For a researcher of his caliber, Kahan has published relatively few journal and conference papers. He found more satisfaction in doing work than publishing it, and was often happy to circulate ideas informally. The unpublished papers and lecture notes on his University of California, Berkeley website are often highly polished and intended for a broad audience.

  1. Golub, Gene and William M. Kahan, "Calculating the singular values and pseudo-inverse of a matrix," Journal of the Society for Industrial and Applied Mathematics, Series B: Numerical. Analysis, Vol. 2, 1965, pp. 205–224.  This paper laid the groundwork for practical application of Singular Value Decomposition (SVD), now a widely used approach to factorizing matrices with applications in statistical analysis and technical computation. It is considered one of the most important papers in the history of numerical analysis. Gene Golub, Kahan’s coauthor and an eminent professor at Stanford University, obtained the PROF SVD license plate to celebrate its impact.
  2. Kahan, William, “Pracniques: Further remarks on reducing truncation errors,” Communications of the ACM, Vol. 8, Num 1, January 1965, p. 40.  Kahan prides himself on his hands-on knowledge of the issues involved in programming scientific computations and in producing software tools to help with this task. This widely cited little item is an example of his dissemination of what the ACM then called a “pracnique” or “practical technique” in one of his central areas of expertise: errors introduced by the rounding of floating point results.
  3. Kahan, William and J. Palmer, “On a proposed floating-point standard,” ACM SIGNUM Newsletter, Vol. 14, Num. 2, October 1979, pp. 13-21.  During the 1970s the ACM's Special Interest Group on Numerical Mathematics (SIGNUM) was a leading forum for the discussion of mathematical software. It published a series of drafts, position papers and discussion items related to the emerging floating point standard. This influential statement made the case for Kahan's approach.
  4. William Kahan, “Mathematics Written in Sand,” Proceedings of the Joint Statistical Meeting. of the American Statistical Association, 1983, pp. 12-26.  Focused in large part on the pocket calculators and spreadsheets of the era, this is an example of the kind of clearly written advocacy paper that Kahan wrote for decades to mock the deficiencies of floating point arithmetic in popular products and advocate for better implementations. This one provides direct insight into the problems the IEEE standard was designed to address.
  5. Demmel, James and William M. Kahan, "Accurate singular values of bidiagonal matrices," SIAM Journal on Scientific and Statistical Computing, Vol. 11, Num. 5, September 1990, pp. 873-912.  Demmel was one of Kahan’s doctoral students, and is also a professor at Berkeley. This paper, further developing the application of singular value decomposition with a new algorithm, won them the SIAM SIAG Prize on Linear Algebra the following year.
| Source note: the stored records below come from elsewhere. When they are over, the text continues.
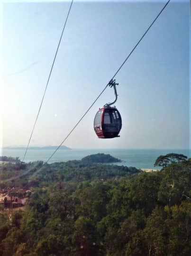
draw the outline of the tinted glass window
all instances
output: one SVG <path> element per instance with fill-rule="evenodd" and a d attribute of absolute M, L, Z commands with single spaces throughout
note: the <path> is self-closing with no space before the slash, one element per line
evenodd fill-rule
<path fill-rule="evenodd" d="M 102 110 L 100 110 L 96 114 L 94 119 L 94 126 L 100 125 Z"/>
<path fill-rule="evenodd" d="M 108 112 L 105 112 L 104 114 L 104 119 L 103 120 L 104 124 L 110 124 L 111 120 L 110 118 L 109 113 Z"/>

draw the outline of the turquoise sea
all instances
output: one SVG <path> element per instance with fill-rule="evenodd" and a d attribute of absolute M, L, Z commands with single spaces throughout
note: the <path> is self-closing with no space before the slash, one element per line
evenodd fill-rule
<path fill-rule="evenodd" d="M 29 149 L 26 155 L 25 162 L 42 160 L 45 161 L 52 154 L 50 149 Z M 24 150 L 20 149 L 0 149 L 0 155 L 18 156 L 22 160 Z M 82 157 L 98 153 L 109 154 L 123 161 L 116 163 L 118 165 L 134 166 L 139 168 L 156 169 L 154 164 L 157 157 L 161 155 L 170 153 L 182 154 L 188 157 L 191 157 L 191 149 L 82 149 L 58 150 L 49 162 L 66 162 L 68 160 L 81 160 Z"/>

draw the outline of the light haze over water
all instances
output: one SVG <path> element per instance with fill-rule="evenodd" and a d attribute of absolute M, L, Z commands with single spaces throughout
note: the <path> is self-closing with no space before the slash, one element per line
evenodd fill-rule
<path fill-rule="evenodd" d="M 0 149 L 0 155 L 8 156 L 18 156 L 22 159 L 24 151 L 21 149 Z M 45 161 L 53 153 L 53 150 L 29 149 L 25 161 L 42 160 Z M 143 169 L 159 169 L 154 167 L 155 160 L 161 155 L 170 153 L 182 154 L 191 157 L 191 149 L 73 149 L 58 150 L 51 159 L 49 164 L 57 162 L 66 162 L 69 160 L 81 160 L 82 157 L 93 154 L 103 153 L 109 154 L 112 156 L 123 161 L 117 163 L 118 165 L 134 166 Z"/>

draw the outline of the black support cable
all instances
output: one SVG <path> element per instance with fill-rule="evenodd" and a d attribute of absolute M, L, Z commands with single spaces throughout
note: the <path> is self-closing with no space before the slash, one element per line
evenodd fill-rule
<path fill-rule="evenodd" d="M 64 31 L 66 23 L 67 23 L 67 21 L 68 20 L 68 16 L 69 16 L 70 12 L 70 10 L 71 9 L 72 5 L 72 4 L 73 3 L 73 0 L 72 0 L 72 2 L 71 2 L 71 3 L 70 4 L 70 8 L 69 8 L 69 10 L 68 10 L 68 14 L 67 15 L 66 18 L 66 19 L 65 20 L 64 25 L 64 27 L 63 27 L 63 29 L 62 32 L 61 36 L 60 37 L 60 40 L 59 40 L 59 43 L 58 43 L 58 46 L 57 47 L 56 53 L 55 53 L 55 57 L 54 58 L 53 62 L 52 64 L 51 68 L 51 70 L 50 70 L 49 75 L 48 76 L 48 80 L 47 81 L 46 85 L 46 86 L 45 87 L 45 91 L 44 91 L 44 92 L 43 98 L 42 99 L 42 101 L 41 101 L 41 103 L 40 104 L 40 107 L 39 107 L 39 108 L 38 109 L 38 113 L 37 114 L 37 116 L 36 116 L 36 119 L 35 119 L 35 123 L 34 124 L 33 128 L 32 128 L 31 133 L 30 134 L 30 137 L 29 137 L 29 139 L 28 140 L 28 144 L 27 144 L 27 146 L 26 147 L 26 149 L 25 150 L 25 154 L 24 154 L 24 156 L 23 156 L 23 162 L 24 162 L 24 160 L 25 160 L 25 156 L 26 155 L 27 152 L 27 151 L 28 150 L 28 147 L 29 147 L 29 144 L 30 144 L 30 140 L 31 139 L 32 136 L 33 135 L 33 132 L 34 132 L 34 130 L 35 128 L 35 126 L 36 126 L 36 124 L 37 120 L 38 119 L 38 116 L 39 116 L 40 110 L 41 109 L 41 107 L 42 107 L 43 101 L 44 101 L 44 99 L 45 96 L 45 94 L 46 93 L 46 89 L 47 89 L 47 88 L 48 87 L 48 83 L 49 83 L 49 82 L 50 78 L 50 76 L 51 75 L 52 71 L 53 69 L 54 64 L 55 64 L 55 60 L 56 59 L 57 54 L 58 51 L 58 48 L 59 47 L 60 42 L 61 41 L 61 39 L 62 39 L 62 37 L 63 34 L 64 34 Z"/>
<path fill-rule="evenodd" d="M 150 28 L 151 27 L 153 26 L 154 23 L 155 22 L 156 20 L 157 19 L 157 18 L 159 17 L 160 15 L 161 14 L 161 13 L 163 12 L 163 11 L 164 10 L 164 9 L 165 8 L 167 4 L 170 2 L 170 0 L 168 0 L 168 1 L 167 2 L 167 3 L 165 4 L 165 5 L 164 6 L 164 7 L 162 8 L 159 13 L 158 14 L 158 15 L 156 16 L 156 17 L 155 18 L 155 19 L 153 20 L 153 21 L 152 22 L 151 25 L 149 26 L 149 27 L 148 27 L 148 28 L 146 29 L 146 31 L 145 32 L 145 33 L 143 34 L 143 35 L 141 37 L 140 39 L 139 40 L 137 44 L 136 45 L 136 46 L 134 46 L 134 47 L 133 48 L 132 51 L 130 52 L 129 54 L 128 55 L 128 56 L 127 57 L 127 58 L 125 59 L 124 61 L 123 62 L 123 63 L 121 64 L 121 65 L 120 66 L 119 68 L 118 69 L 117 72 L 115 73 L 115 74 L 113 76 L 113 77 L 110 79 L 109 82 L 113 79 L 116 76 L 117 74 L 118 73 L 118 72 L 119 71 L 119 70 L 121 69 L 121 68 L 122 67 L 123 65 L 125 64 L 125 63 L 126 62 L 126 61 L 127 60 L 127 59 L 129 58 L 130 56 L 131 55 L 131 54 L 133 53 L 135 49 L 136 48 L 138 45 L 139 44 L 139 43 L 141 42 L 142 39 L 143 38 L 143 37 L 145 37 L 145 36 L 146 35 L 146 34 L 147 33 L 148 30 L 150 29 Z M 60 144 L 59 146 L 57 147 L 57 148 L 55 150 L 55 151 L 53 152 L 53 153 L 50 156 L 50 157 L 48 159 L 48 160 L 45 162 L 45 163 L 48 163 L 48 162 L 50 160 L 50 159 L 53 156 L 53 155 L 55 155 L 55 154 L 56 152 L 56 151 L 60 148 L 60 147 L 61 146 L 63 145 L 63 144 L 64 142 L 64 141 L 66 140 L 66 139 L 69 137 L 69 136 L 71 135 L 71 134 L 73 132 L 73 130 L 76 128 L 76 127 L 78 126 L 78 125 L 79 124 L 79 123 L 82 121 L 82 120 L 83 119 L 83 118 L 85 117 L 85 116 L 86 115 L 86 114 L 88 113 L 88 112 L 91 109 L 91 108 L 93 106 L 93 105 L 95 104 L 96 101 L 98 100 L 98 99 L 100 98 L 100 97 L 101 95 L 101 94 L 103 93 L 103 92 L 105 91 L 108 86 L 109 85 L 109 83 L 108 83 L 108 84 L 105 86 L 104 89 L 103 90 L 103 91 L 101 91 L 101 92 L 99 95 L 99 96 L 96 98 L 96 99 L 95 100 L 95 101 L 93 101 L 93 102 L 91 104 L 91 106 L 88 109 L 88 110 L 86 110 L 86 111 L 84 113 L 84 114 L 83 115 L 83 116 L 81 117 L 81 118 L 80 119 L 80 120 L 78 121 L 78 122 L 76 123 L 76 124 L 75 125 L 75 126 L 72 128 L 72 129 L 71 130 L 71 131 L 69 133 L 69 134 L 67 135 L 67 136 L 65 137 L 65 138 L 63 140 L 62 142 Z"/>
  6. Kahan William, The John von Neumann lecture: The baleful effect of computer languages and benchmarks upon applied mathematics, physics and chemistry, 45th Annual Meeting of SIAM, Stanford University, 15 July 1997, http://www.cs.berkeley.edu/~wkahan/SIAMjvnl.pdf  Many of computing’s most distinguished researchers use their Turing Award Lectures to present their key ideas in accessible form to a broad audience. Kahan never got around to publishing his. However, he also won the corresponding award from the Society for Industrial and Applied Mathematics, and his John von Neumann lecture has been published online. The lecture takes on the deficiencies of some popular languages and methods, pleads the case for the continuing relevance of the IEEE 754 standard’s more commonly neglected features, and calls for the development of new benchmarks to measure accuracy as well as speed.